Here's the thing, though: the only people who care about this stage show called the "national discourse" are the elites in media and politics who actually get to
manufacture participate in it. It's natural for Stewart to linger on that topic as somebody who has a job in the media, but I can't see why the rest of us should care too terribly much. Not that he's necessarily wrong - sure, I'd like to see more thoughtful reporting and commentary on TV - but he exemplifies the same superficial, fashion cum politics that pisses off dumb ass right wingers about "Hollywood". Neither the image of politics on TV nor the scripts read by those on it are the most important things. The televised stunts of a comedian, or even the broadcasted bloviating of a talking head stroking his own ego, is not the most important thing. What matters are the lives of people being affected by these government and corporate policies. But of course, these are the policies on which people inside and outside the beltway - in spite of how it appears to Stewart - "work together to get things done every single day."
I suppose only a loudmouth boor would point out that these policies kill, maim, imprison, plunder, and deceive people everyday - but really, we should keep our voices down! For the country!
I hate to say it, but Stewart appears so disconnected from the genuine tragedies affecting (God help me) regular people in the real world that he thinks the superficial, artificial, abstract idea of a "national discourse" is worth holding a rally about.
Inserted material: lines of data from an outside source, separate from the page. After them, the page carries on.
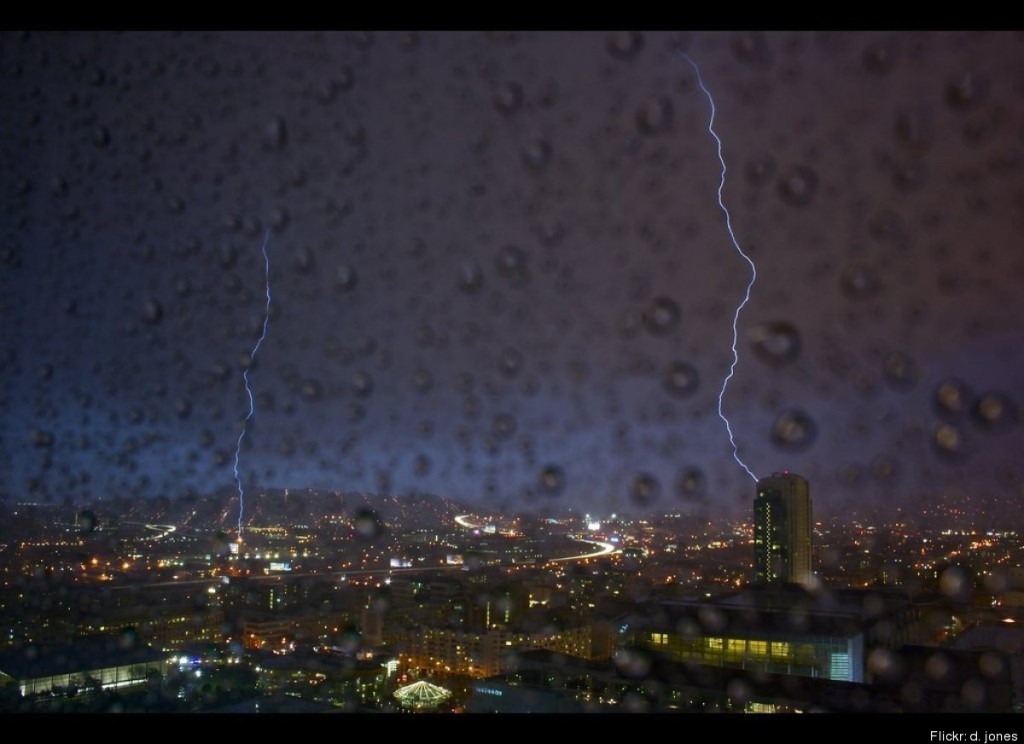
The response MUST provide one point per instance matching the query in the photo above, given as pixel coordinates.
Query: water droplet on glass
(654, 117)
(859, 281)
(951, 398)
(624, 44)
(776, 343)
(967, 91)
(662, 316)
(798, 185)
(504, 426)
(900, 370)
(760, 169)
(948, 440)
(508, 97)
(552, 480)
(692, 484)
(879, 57)
(644, 489)
(993, 410)
(681, 380)
(794, 431)
(510, 362)
(470, 277)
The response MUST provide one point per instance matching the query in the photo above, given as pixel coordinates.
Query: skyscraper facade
(782, 529)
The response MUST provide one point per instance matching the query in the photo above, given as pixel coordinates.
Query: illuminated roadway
(604, 549)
It's a figment of our collective imagination with no material reality, which is why it's so risk-free to write jokes about. Yes, redneck conservatives pretend they participate in this manufactured discourse by watching news programming straight out of Idiocracy. But hipster liberals pretend they participate in it, too, by watching ten minutes of commercials and twenty minutes of skits four times a week. Aren't both scenarios sad? Is either really helping? And hey, if you point out any flaws in this punditry-on-the-sly, then why so serious, man?
For example, take the tepid, meek interview Stewart gave Obama. Did he call Obama out on the shallowness of the hope and change rhetoric a year and a half into the term? A little bit, sure. But reasonable, sane journalism - or cutting edge comedy, take your pick, I suppose - means letting the President get away with not answering questions or addressing the concerns you claim to be raising, so long as he does it in an articulate and calm manner that gives you time to set up a joke. See, what matters is the tone, and hey, look at all these young people interested in the news! It's as if the only problem with politics is that it's not entertaining enough. But have you seen FOX and Friends? There's entertainment besides comedy.
Look, Jon Stewart would be the first to tell you he's not the answer to these deeply rooted problems in our national politics. And I commend him for that. But at the same time isn't he kind of exploiting the fact that we don't have a viable answer, using this gap in credible political leadership to market his brand of "What ever are we going to do?" comedy programming? It just further proves the point that what we need is not a courtly return to respectful national conversation around the banner of the D.C. status quo but radical leadership that motivates people to face our problems head-on.
But Jon is just a comedian; he's made it clear we can't expect that from him. And, after all, his ability to serve as an outlet for popular frustration with the media he lampoons actually works pretty well for him. Reveling in his status as court jester who can point out the emperor's nakedness, Stewart is content to land on the volume of conversation in the court as some sort of pressing concern. But I've probably taken him too seriously, now; I guess the joke's on me. Wish I was one of the cool people who could crack wise while the country goes down the toilet.